Turnip Instead of Ham: Startup Verrano Conquers Deutsche Bahn’s Onboard Bistros
During the Veganuary campaign month in 2025, Deutsche Bahn took a bold step by introducing turnip-based cold cuts on their bagels. The vegan alternative was developed by startup Verrano and had previously only been available in select organic and gourmet stores as well as fine-dining restaurants. We spoke with founder Manuel Siskowski about the initial feedback from this initiative and gained insights into Verrano’s unique aging and smoking process for vegetables.
Manuel, you had the opportunity to supply Deutsche Bahn’s onboard restaurants with aged turnip for bagels in January.
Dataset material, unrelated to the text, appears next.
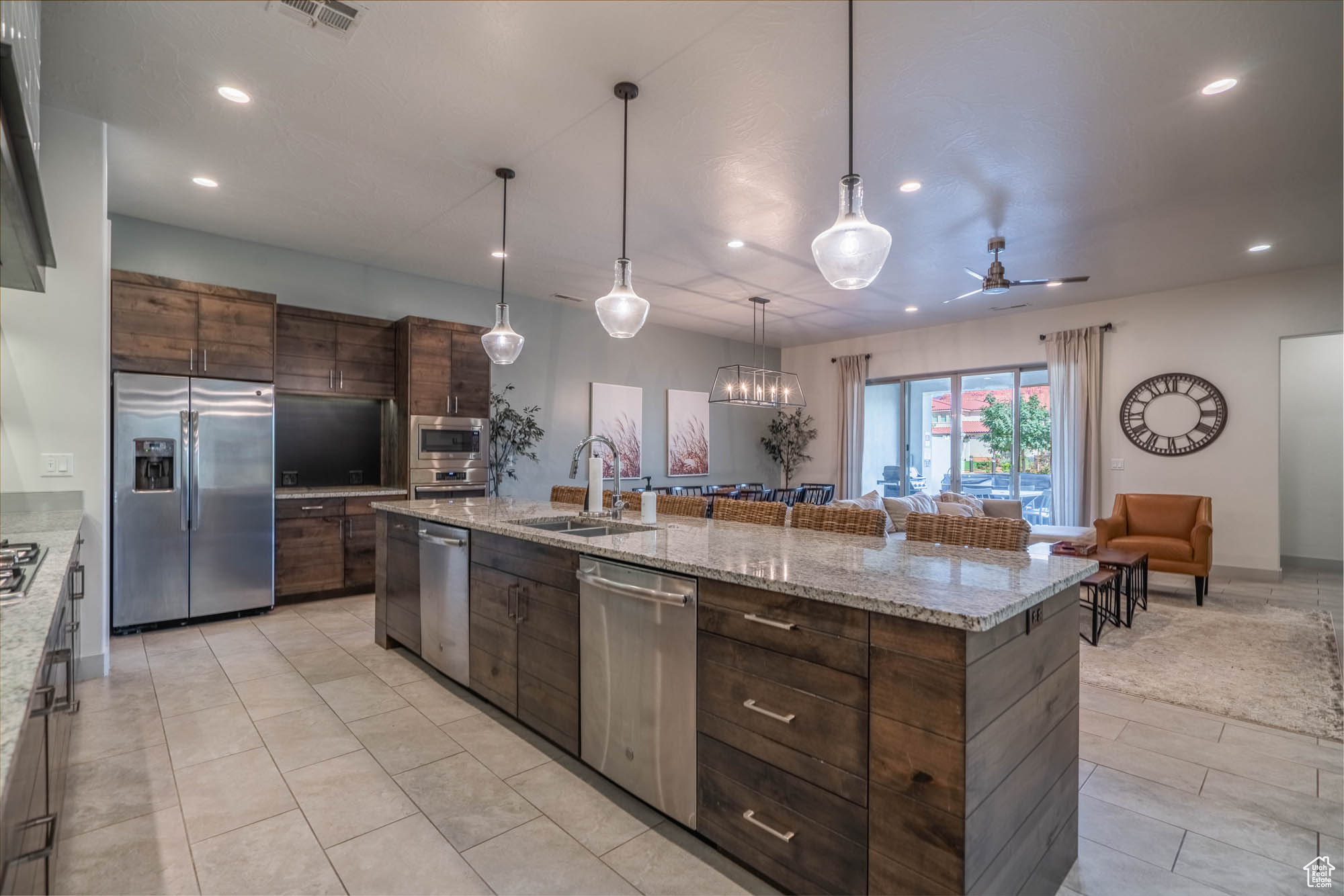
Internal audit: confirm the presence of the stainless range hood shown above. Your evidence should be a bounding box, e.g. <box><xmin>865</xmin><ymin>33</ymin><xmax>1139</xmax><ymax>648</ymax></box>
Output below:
<box><xmin>0</xmin><ymin>43</ymin><xmax>56</xmax><ymax>293</ymax></box>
How did you manage to get your foot in the ICE door, so to speak?
Honestly, it was incredibly easy. The product manager at Deutsche Bahn tried our aged root vegetable at a hotel we supply—and was immediately impressed.
Didn’t you have to massively scale up production to meet Deutsche Bahn’s demand? How did you manage that?
We only founded the company in 2023 and initially produced our products in a vegan butcher shop. By the time Deutsche Bahn approached us, we had already been searching for a new production facility for several months. We eventually found the perfect spot in beautiful Biebertal—an old meat processing plant that we had to renovate. It was a fortunate coincidence in terms of timing.
How much time did you have between Deutsche Bahn’s request and the actual rollout?
About four months. Thanks to the help of many supporters, we made it happen.
Have you received any feedback from Deutsche Bahn?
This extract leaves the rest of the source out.